Sunday, April 1, 2007

Bootylicious

This isn't exactly so much something I did, but still something which very much is a part of who I am.

As I was washing the dishes after slaving all day making another batch of baby food for Caden, I noticed my mom looking at me funny.

Out of no where, she goes, "Sarah..."

"Yeah?" I respond, still scrubbing the dishes.

"You have a..." And she starts pointing at my rear end.

'Great' I think, 'I ripped my pants or something.'

Then she looks around to make sure no one's listening, leans towards me from across the room, and nearly mumbles, "You have a black butt."

It takes everything in me not to burst out laughing as I go "It's called a ghetto booty mom."

Yes I have always been bootylicious and proud.

Wednesday, March 28, 2007

Orangesicle Slushie and Shopping Carts

My brother and I decide to go to Walmart tonight. We have a few items to pick up, a little time to kill, and my mother's debit card to burn. It was going to be a lovely trip.
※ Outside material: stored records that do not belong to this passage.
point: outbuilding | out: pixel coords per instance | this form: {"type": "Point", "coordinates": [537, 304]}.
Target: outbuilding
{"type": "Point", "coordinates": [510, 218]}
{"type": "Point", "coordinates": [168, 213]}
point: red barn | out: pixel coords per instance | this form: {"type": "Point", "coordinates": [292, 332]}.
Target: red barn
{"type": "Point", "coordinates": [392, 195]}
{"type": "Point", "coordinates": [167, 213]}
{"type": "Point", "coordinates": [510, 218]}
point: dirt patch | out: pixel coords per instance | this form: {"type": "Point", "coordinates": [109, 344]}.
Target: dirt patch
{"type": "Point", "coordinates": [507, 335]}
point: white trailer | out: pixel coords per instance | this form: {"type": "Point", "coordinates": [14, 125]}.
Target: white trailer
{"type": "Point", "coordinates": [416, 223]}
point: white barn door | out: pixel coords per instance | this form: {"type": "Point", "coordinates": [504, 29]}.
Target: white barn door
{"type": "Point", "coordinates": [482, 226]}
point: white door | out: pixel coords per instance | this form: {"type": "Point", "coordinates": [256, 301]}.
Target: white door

I have my Sonic orangesicle sluchie drink in my hand walking in through the automated doors. I go to grab a cart, and realize I have items in my other hand as well. Doing the only logical thing I can think of, I lift the drink to my mouth, grab hold of the straw with my lips, and let go of the drink to reach for the cart.

Yeah. You guessed it.

*splat*

Orange slushie went everywhere.

My reaction.

*blink* "That was stupid."

Then I took the straw out of my mouth and picked up the slushie cup and put the straw back through the top of the drink and grabbed a different cart.

D to the E...

Two days ago my brother was writing a paper and asked me how to spell "delicious".

Now, those of you who KNOW me know I cannot spell for the life of me. In fact, I once told my dad that the only way I was able to correctly spell words, was to spell them in a way that looked wrong to me and I'd know they were right. Most correctly spelled words look like they're misspelled to me. Add it to the vault of "Sarah-isms" and let's move on.

So I stare at him for a minute and reply:
"D"
Pause
"e"
long pause
"Oh! D - to the E to the L I C I O U S"


My brother looks at me like I've lost it and asks "What?"

I calmly reply "d to the e to the l i c i o u s ya know, the Fergie song?"

He types the word out and we both return to our former activities.

And then it took me another day and a half before I burst out laughing at how retarted that was.